The production pattern in 2025 is not VLM-only. It is a routed hybrid. Clean, structured electronic documents (an EDI 820, a BAI2 file, a well-formed PDF remittance from a Tier 1 customer) flow through a classical OCR or direct-parse path because it is faster and cheaper per document. Anything that triggers a confidence drop (handwriting detected, unseen layout, multi-page, low scan quality) gets escalated to a VLM. Outputs from both paths feed the same downstream matching engine.
For finance buyers, the practical implication is this: do not evaluate capture vendors on a headline OCR accuracy number. Ask for straight-through-processing rates broken down by document type (structured PDF, scanned PDF, handwritten, multi-page packet). That breakdown reveals whether the vendor is genuinely hybrid or whether they are quietly relying on offshore keyers to clean up OCR's misses before the numbers are reported.
Yes, but as one component in a hybrid stack rather than the primary engine. OCR remains the cheapest and fastest path for clean, structured documents (well-formed PDF remittances, machine-printed invoices) and still handles a large share of daily volume. The change is that variable, handwritten, or multi-page documents now route to a vision language model instead of dropping to a human queue.
On a representative mix of supplier remittances, lockbox images, and POD scans, classical OCR delivers roughly 75 to 85 percent field-level accuracy. Clean machine-printed PDFs sit at the top of that range; handwritten or low-quality scans pull the average down. A 95 percent number quoted by a vendor usually refers to character-level accuracy on benchmark datasets, not field-level accuracy on your actual document mix.
OCR converts pixels into characters using pattern matching and templates.

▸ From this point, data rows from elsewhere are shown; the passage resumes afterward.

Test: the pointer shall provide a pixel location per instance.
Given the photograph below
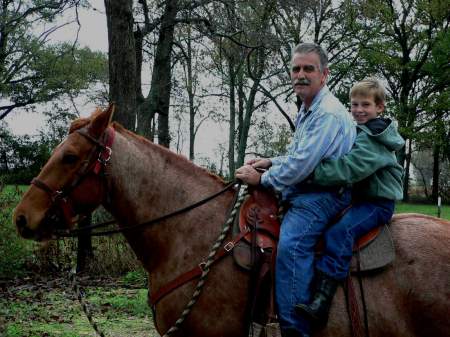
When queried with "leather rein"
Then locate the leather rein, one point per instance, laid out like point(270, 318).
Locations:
point(96, 163)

A vision language model looks at the whole page and reasons about structure, context, and meaning, the way a human reader does. The VLM can identify that a 7-digit number in the top right is the invoice number and not the PO number, even on a layout it has never seen before, because it understands what an invoice is.

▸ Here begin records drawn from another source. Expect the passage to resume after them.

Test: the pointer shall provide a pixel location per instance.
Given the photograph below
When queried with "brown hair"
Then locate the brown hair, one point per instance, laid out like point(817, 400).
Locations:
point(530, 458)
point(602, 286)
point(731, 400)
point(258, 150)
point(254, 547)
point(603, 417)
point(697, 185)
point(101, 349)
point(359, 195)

Technically yes, but it is rarely the right commercial decision. VLM inference is more expensive per page than classical OCR, and for structured high-volume documents the accuracy gain is small. The economic answer is to route by confidence: cheap OCR for the easy 70 to 80 percent of volume, VLM for the long tail where OCR would have failed.
OCR sits between document arrival and the matching engine. A remittance email lands, attachments are extracted, OCR (or a VLM) converts the image into structured fields (customer, invoice numbers, amounts, deductions), and those fields are passed to the matching engine that pairs them against open invoices and the bank statement. If OCR misses, the cash application AI either escalates to a VLM or queues the item for a human analyst.
Ignore the headline accuracy percentage and ask three questions. What is your straight-through-processing rate by document type (structured PDF, scanned PDF, handwritten, multi-page packet)? How do you route documents between classical OCR and VLM extraction? And how many of your reported automation rates depend on offshore human review hidden inside the platform? The answers separate genuinely AI-native capture stacks from rebranded OCR with a keyer pool behind it.